Dulbecco’s Modified Eagle Medium (DMEM), fetal bovine serum (FBS), and penicillin/streptomycin were supplied by Gibco Corporation (Morgan Hill, CA, USA). A cell counting kit was obtained from Dojindo (Kumamoto, Japan), and CM-H2DCFDA was purchased from Invitrogen (Carlsbad, CA, USA). Phosphate-buffered saline (PBS) was obtained from Biosesang (Seongnam, Republic of Korea). All other reagents were supplied by Sigma-Aldrich (St. Louis, MO, USA).

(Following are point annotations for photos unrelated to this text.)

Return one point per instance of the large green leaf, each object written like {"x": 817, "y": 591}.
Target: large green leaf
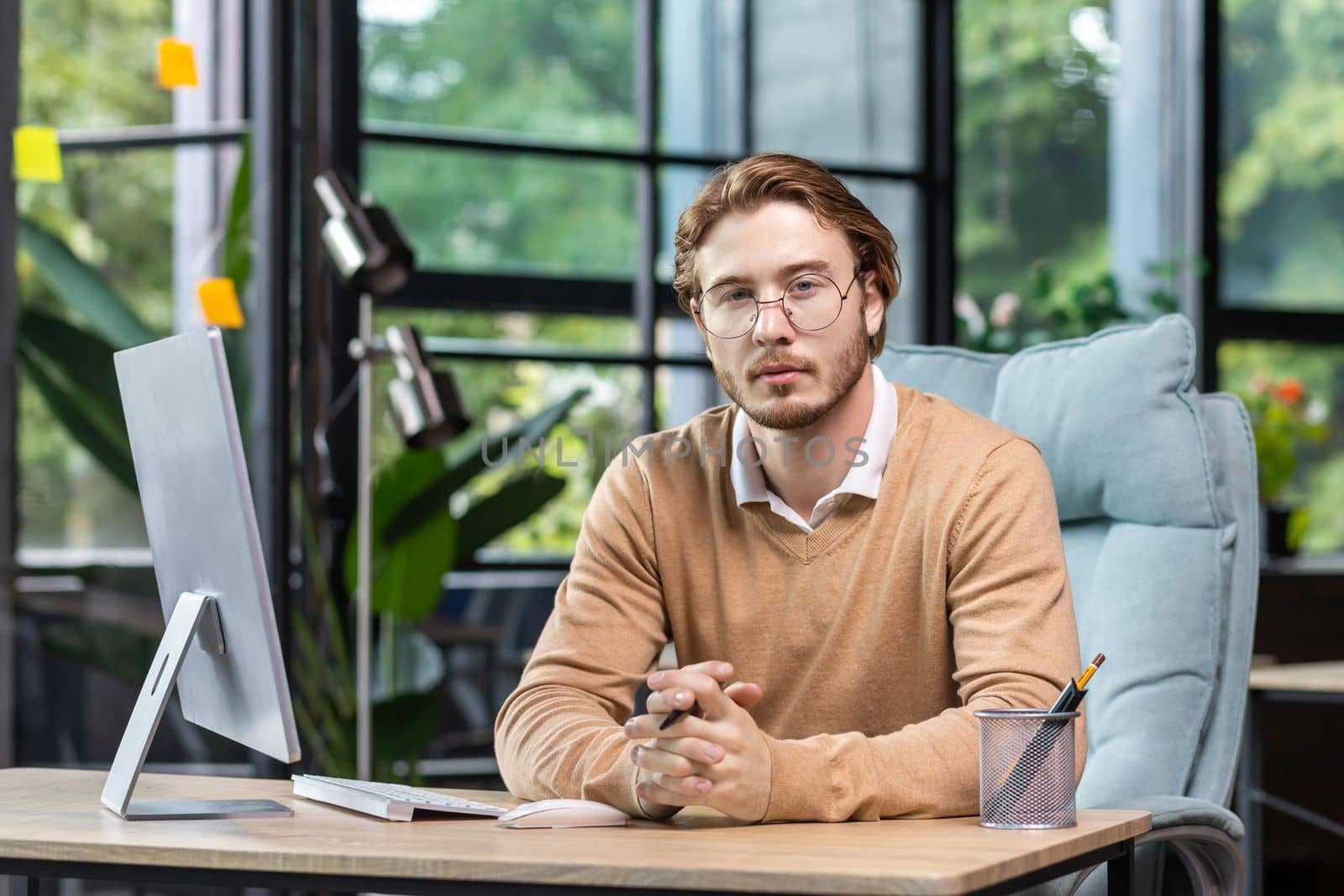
{"x": 407, "y": 574}
{"x": 73, "y": 371}
{"x": 239, "y": 228}
{"x": 401, "y": 730}
{"x": 501, "y": 512}
{"x": 84, "y": 288}
{"x": 470, "y": 461}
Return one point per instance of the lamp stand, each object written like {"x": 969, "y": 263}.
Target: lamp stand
{"x": 363, "y": 600}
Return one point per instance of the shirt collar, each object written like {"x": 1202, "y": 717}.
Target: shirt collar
{"x": 866, "y": 479}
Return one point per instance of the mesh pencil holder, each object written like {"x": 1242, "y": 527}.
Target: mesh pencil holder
{"x": 1027, "y": 768}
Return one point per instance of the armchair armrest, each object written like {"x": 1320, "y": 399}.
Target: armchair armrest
{"x": 1205, "y": 836}
{"x": 1173, "y": 812}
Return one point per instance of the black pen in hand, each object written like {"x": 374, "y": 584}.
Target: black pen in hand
{"x": 676, "y": 714}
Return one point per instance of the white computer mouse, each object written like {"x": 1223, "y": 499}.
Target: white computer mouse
{"x": 564, "y": 813}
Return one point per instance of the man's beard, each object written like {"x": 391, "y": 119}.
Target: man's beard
{"x": 797, "y": 414}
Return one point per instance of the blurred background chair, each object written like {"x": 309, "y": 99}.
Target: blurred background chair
{"x": 1158, "y": 506}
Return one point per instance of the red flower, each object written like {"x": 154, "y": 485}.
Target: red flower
{"x": 1290, "y": 391}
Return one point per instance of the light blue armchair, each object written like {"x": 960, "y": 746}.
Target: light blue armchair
{"x": 1156, "y": 493}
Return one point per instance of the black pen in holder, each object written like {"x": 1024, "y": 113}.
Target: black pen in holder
{"x": 1027, "y": 768}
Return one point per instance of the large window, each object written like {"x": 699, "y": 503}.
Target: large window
{"x": 1035, "y": 82}
{"x": 538, "y": 155}
{"x": 1277, "y": 298}
{"x": 108, "y": 258}
{"x": 144, "y": 170}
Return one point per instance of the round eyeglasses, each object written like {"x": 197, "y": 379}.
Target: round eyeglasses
{"x": 811, "y": 302}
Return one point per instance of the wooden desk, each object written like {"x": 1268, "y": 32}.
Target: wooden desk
{"x": 51, "y": 825}
{"x": 1288, "y": 683}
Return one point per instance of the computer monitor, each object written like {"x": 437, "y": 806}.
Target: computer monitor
{"x": 221, "y": 645}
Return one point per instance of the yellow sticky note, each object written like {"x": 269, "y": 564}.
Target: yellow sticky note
{"x": 37, "y": 155}
{"x": 176, "y": 65}
{"x": 219, "y": 302}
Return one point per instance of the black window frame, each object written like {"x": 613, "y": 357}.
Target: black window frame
{"x": 643, "y": 297}
{"x": 1227, "y": 322}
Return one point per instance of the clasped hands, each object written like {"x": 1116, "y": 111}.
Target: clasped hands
{"x": 718, "y": 758}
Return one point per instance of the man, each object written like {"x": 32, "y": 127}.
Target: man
{"x": 866, "y": 563}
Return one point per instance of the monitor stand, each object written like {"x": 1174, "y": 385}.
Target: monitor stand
{"x": 197, "y": 616}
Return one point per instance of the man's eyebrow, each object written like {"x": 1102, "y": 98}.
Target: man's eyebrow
{"x": 811, "y": 265}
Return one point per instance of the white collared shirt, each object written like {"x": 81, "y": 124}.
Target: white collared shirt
{"x": 749, "y": 481}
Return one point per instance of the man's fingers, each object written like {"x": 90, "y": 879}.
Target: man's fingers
{"x": 745, "y": 694}
{"x": 680, "y": 688}
{"x": 667, "y": 762}
{"x": 698, "y": 750}
{"x": 647, "y": 727}
{"x": 712, "y": 668}
{"x": 663, "y": 789}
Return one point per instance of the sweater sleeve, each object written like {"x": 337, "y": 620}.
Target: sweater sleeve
{"x": 1015, "y": 642}
{"x": 559, "y": 734}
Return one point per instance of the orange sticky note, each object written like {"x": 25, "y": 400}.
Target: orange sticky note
{"x": 37, "y": 155}
{"x": 219, "y": 302}
{"x": 176, "y": 65}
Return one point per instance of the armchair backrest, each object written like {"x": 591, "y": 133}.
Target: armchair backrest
{"x": 1156, "y": 492}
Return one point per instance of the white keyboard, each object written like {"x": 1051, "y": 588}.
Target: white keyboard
{"x": 396, "y": 802}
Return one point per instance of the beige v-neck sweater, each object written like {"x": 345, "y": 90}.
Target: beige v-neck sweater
{"x": 874, "y": 637}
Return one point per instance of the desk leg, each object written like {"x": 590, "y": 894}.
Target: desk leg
{"x": 33, "y": 887}
{"x": 1250, "y": 782}
{"x": 1120, "y": 872}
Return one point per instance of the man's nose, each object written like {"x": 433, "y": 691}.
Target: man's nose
{"x": 773, "y": 325}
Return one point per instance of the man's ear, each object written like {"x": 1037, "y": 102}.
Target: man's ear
{"x": 874, "y": 309}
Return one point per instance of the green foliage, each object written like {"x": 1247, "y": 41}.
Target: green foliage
{"x": 73, "y": 371}
{"x": 1032, "y": 123}
{"x": 1281, "y": 419}
{"x": 405, "y": 711}
{"x": 82, "y": 288}
{"x": 1300, "y": 463}
{"x": 1283, "y": 154}
{"x": 1053, "y": 309}
{"x": 549, "y": 69}
{"x": 417, "y": 539}
{"x": 407, "y": 571}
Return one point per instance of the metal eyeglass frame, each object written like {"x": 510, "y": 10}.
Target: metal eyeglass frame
{"x": 788, "y": 316}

3.2. Plant Materials and Extraction

The fruits, leaves, stems, and roots of eggplant were collected from Yangyang, Gangwon-do, and identified by the corresponding author (C.Y.K.). A voucher specimen (no. HYUP-SM-001) was deposited in the Pharmacognosy Laboratory of the College of Pharmacy, Hanyang University. All samples were dried at room temperature for several days and ground into a powder. The powdered samples were then extracted with 10 volumes (w/v) of aqueous ethanol using an ultrasonic water bath at room temperature for 1 h. This extraction process was repeated 3 times. After extraction, the supernatant was filtered, evaporated under reduced pressure, and stored in a refrigerator until further use.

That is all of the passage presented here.